Souvent, son attitude très préventive, très attentiste fait débat et agace les suiveurs cyclistes qui connaissent bien évidemment son potentiel. Mais si le colombien n’a jamais réussi à devancer Christopher Froome au général, ne serait-ce pas justement à cause d’une préparation tronquée ? Là où Froome ne se prépare chaque année que pour un énorme objectif dans la saison, le Tour de France, Quintana semble être lui partagé entre les trois Grands Tours. Ainsi fut-il surprenant de le voir écraser le britannique lors de la Vuelta 2016. L’explication se trouverait peut-être dans le fait que Froome voyait sa courbe de forme descendre tandis que celle de son homologue de la Movistar atteignait un pic de forme, n’étant qu’en train de monter en puissance lors d’un Tour de France fini à la troisième place et lors duquel le leader de la Sky était en pic de forme. Finalement, si Quintana veut entrevoir le maillot jaune sur les Champs-Élysées, il faut qu’il fasse un choix et qu’il se concentre pleinement sur la Grande Boucle.
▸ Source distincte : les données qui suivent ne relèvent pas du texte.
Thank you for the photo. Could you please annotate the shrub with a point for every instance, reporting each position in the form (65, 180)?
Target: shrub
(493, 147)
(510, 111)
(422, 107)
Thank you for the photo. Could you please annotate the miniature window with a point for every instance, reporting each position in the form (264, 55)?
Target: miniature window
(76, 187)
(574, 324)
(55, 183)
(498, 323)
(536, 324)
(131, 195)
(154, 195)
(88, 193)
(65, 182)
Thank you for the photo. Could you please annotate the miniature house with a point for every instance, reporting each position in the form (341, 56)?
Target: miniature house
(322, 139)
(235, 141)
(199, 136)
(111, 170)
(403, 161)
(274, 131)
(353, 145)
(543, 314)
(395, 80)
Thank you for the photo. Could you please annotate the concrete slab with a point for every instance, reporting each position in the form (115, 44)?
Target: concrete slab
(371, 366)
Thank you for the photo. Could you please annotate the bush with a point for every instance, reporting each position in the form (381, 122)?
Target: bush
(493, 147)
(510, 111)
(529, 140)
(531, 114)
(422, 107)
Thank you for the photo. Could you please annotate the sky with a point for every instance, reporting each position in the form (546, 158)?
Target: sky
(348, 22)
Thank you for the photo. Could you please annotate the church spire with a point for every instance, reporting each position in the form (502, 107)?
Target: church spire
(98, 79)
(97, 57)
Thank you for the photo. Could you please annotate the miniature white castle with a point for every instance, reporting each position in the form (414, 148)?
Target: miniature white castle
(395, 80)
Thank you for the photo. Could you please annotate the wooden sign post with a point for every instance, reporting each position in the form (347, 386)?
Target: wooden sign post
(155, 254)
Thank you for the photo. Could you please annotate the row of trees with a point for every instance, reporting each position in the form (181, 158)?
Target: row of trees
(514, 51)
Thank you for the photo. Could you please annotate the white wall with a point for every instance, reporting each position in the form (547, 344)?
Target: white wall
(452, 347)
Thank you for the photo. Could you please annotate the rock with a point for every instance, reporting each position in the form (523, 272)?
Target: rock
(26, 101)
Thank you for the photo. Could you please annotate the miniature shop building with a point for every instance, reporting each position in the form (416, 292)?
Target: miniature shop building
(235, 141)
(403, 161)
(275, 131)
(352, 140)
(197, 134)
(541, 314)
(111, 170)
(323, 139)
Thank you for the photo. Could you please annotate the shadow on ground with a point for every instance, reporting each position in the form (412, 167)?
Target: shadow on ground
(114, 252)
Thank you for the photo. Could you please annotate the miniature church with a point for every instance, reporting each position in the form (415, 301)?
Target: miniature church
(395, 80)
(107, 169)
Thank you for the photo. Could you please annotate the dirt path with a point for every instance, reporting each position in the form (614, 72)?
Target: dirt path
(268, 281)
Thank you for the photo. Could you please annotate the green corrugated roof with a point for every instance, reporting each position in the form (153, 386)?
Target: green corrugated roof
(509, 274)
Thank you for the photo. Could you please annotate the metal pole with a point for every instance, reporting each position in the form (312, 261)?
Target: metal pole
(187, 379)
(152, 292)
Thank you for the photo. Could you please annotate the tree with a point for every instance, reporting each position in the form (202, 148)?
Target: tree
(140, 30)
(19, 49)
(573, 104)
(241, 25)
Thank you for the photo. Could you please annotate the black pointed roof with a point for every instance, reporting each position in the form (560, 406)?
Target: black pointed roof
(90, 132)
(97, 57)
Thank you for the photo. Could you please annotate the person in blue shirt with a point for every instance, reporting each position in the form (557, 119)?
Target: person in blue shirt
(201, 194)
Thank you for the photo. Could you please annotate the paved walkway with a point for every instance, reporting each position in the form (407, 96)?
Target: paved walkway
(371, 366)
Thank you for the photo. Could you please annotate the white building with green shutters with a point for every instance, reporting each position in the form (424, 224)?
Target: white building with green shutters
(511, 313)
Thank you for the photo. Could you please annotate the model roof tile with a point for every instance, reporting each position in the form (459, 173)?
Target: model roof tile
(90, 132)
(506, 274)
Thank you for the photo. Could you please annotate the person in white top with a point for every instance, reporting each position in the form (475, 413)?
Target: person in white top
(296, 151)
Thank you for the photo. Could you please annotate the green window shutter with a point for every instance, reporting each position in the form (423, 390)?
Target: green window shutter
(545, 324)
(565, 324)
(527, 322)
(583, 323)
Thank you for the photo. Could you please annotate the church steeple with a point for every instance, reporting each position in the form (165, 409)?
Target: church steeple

Quel avenir pour Quintana ?
Quintana vers la Sky ? Hors de question. Si la rumeur avait circulé au début de la période des transferts en août après que leader de la Movistar avait laissé plané le doute, le Colombien a confirmé plutôt rapidement qu’il allait rester dans l’équipe espagnole en 2018, équipe qui a enregistré l’arrivée de Mikel Landa en provenance de la Sky. Néanmoins, l’Espagnol devrait être le chef de file de l’équipe pour le Giro et la Vuelta, laissant à Quintana le leadership pour sa cinquième participation à la Grande Boucle dont le parcours a été annoncé ce mardi. Le Colombien ne s’en cache d’ailleurs pas: au moment d’annoncer qu’il restait chez Movistar, il en a profité pour annoncer que son principal objectif en 2018 serait le Tour, de quoi peut-être enfin voir une préparation digne de son objectif pour la saison prochaine.
Premier problème néanmoins et pas des moindres, le contre-la-montre par équipes de 35 kilomètres autour de Cholet qui favorisera le Team Sunweb, toute récente championne du monde de la spécialité à Bergen et qui tentera de placer en orbite Tom Dumoulin, véritable concurrent de Chris Froome et du Team Sky pour certains, le Team Sky qui est bien évidemment déjà l’un des grands favoris pour cette troisième étape du prochain Tour de France. Pour le reste, le contre-la-montre individuel de 31 kilomètres prévu la veille de l’arrivée à Paris entre Saint-Pée-sur-Nivelle et Espelette ne pourra que désavantager le natif de Tunja. Les six étapes de haute-montagne, que cela soit en plein cœur des Alpes ou dans les Pyrénées, devraient cependant laisser au Colombien le dénivelé nécessaire pour passer à l’offensif, et pourquoi pas marquer cette édition 2018 de son empreinte.